Each laboratory may also want to consider the number of unique SASI fragments it employs. Ideally each and every sample would have a uniquely barcoded SASI fragment set, but when sequencing very large numbers of samples, that would be too expensive; each barcoded oligonucleotide has to be individually synthesised and SASI fragments need to be amplified, purified, quantified and quality controlled. Additionally, barcode sequences allowing such complexity and with an edit distance of 5, would get very long. Equally, utilising a set of just 96 SASI fragments is likely to be insufficient for a lab handling thousands of samples each month. We have shown that multiple SASI fragments can be added to a sample and that the presence of each can be detected following sequencing. Thus we envisage applying SASI-Seq in a combinatorial fashion so as to introduce complexity. For example, if two SASI fragments from a 96 uniquely barcoded set of SASI fragments were added to each sample there would be a maximal 4,560 degree of complexity ((96 × 95)/2), and if one had a 384 uniquely barcoded set of SASI fragments adding two SASI fragment sets per sample would give 73,536 possibilities. Though the application of SASI-Seq on a lower level could be tracked manually, its large-scale implementation requires LIMS tracking, registration of SASI barcodes to sample and post-sequencing analysis such that the appearance of the correct SASI barcode, along with any unexpected barcodes, can be reported.

Conclusions

SASI-Seq is a simple, inexpensive and flexible tool that enables sample assurance, allows deconvolution of sample mix-ups and reports levels of cross-contamination between samples throughout NGS workflows. Its application will provide a guarantee that data generated originates from the intended sample and only the intended sample. This should increase the accuracy of epidemiological studies, increase the power of causal variant detection and give increased confidence to clinical conclusions taken from sequencing data.

Methods

Genomic DNA

Human DNA was purchased from Promega (Cat. no. G304A). Staphylococcus aureus TW20 genomic DNA was a gift from Jodi Lindsay, St George's Hospital Medical School, University of London.

SASI fragment preparation

  • Forward A 214 bp fragment primers

  • {optional barcode sequence}GGCGCTCGTCTTTGGTATGTA

  • Forward B 397 bp fragment primers

  • {optional barcode sequence}TGAATTGTTCGCGTTTACCTT

  • Forward C 568 bp fragment primers

  • {optional barcode sequence}GTACGCTGGACTTTGTAGGAT

  • Reverse primer

  • {reverse complement of barcode sequence}GGCGTCCATCTCGAAG

Each amplification reaction comprised 1 ng of PhiX174 RFII DNA (NEB #N3022L), 200pM of appropriate forward primer, 200pM reverse primer and 1× Kapa HiFi mastermix (KK2602). All PCR was performed on an MJ Tetrad2 thermal cycler with the following conditions: 98°C for 2 minutes; 20 cycles of 98°C for 20 seconds, 55°C for 30 seconds, 72°C for 30 seconds; 72°C for 3 minutes. Amplicons were purified using a 1:1 ratio of AMPure XP beads (Beckman Coulter Inc.) and eluted in 30 μl of 10 mM Tris-HCl, pH8.5, prior to analysis on a Fragment Analyzer (Advanced Analytical) and fluorimetric quantification using Quant-iT™ PicoGreen ® dsDNA Reagent and DNA standards of known concentration. Each set of three SASI fragments bearing the same barcode was mixed in equimolar amounts and adjusted to a final concentration of 0.5 ng/μl. Barcoded SASI fragments were added to samples at a dosing of 0.1% which we considered would give sufficient numbers of SASI reads to detect low level cross-contamination without significantly sacrificing data yield.
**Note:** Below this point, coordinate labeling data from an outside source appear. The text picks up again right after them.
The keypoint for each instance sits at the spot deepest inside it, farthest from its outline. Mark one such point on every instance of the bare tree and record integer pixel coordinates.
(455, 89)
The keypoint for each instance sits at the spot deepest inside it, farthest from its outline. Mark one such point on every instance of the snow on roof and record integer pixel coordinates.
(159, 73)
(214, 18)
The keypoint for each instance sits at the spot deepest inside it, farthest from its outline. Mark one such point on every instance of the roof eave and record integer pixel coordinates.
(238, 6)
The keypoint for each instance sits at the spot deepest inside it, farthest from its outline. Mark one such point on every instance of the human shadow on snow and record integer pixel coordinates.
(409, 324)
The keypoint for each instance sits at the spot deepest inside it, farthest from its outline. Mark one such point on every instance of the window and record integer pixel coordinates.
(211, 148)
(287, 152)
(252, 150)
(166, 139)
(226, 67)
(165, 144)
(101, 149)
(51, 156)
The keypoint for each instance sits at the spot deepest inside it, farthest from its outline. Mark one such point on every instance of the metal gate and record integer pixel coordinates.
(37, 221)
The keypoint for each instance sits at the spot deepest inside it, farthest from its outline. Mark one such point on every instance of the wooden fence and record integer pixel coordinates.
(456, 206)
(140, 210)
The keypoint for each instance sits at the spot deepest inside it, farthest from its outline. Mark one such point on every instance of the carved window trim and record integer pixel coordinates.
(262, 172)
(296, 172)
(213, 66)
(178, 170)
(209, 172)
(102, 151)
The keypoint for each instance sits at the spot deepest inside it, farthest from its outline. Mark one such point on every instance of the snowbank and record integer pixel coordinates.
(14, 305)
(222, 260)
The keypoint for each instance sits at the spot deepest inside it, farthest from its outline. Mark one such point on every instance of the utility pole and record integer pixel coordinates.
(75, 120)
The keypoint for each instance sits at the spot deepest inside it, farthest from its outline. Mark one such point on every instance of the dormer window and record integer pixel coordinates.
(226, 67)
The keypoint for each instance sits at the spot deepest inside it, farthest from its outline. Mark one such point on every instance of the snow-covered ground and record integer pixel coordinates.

Illumina library construction

DNA (0.5 μg in 100 μl of 10 mM Tris-HCl, pH8.5) was sheared in an AFA microtube using a Covaris S2 device (Covaris Inc.), with the following settings: for 200 bp fragments (duty cycle 20, intensity 5, 200 cycles/burst, 90 sec), for 300 bp fragments (duty cycle 20, intensity 5, 200 cycles/burst, 45 sec), for 400 bp fragments (duty cycle 20, intensity 5, 200 cycles/burst, 30 sec) and for 500 bp fragments (duty cycle 5, intensity 3, 200 cycles/burst, 80 sec).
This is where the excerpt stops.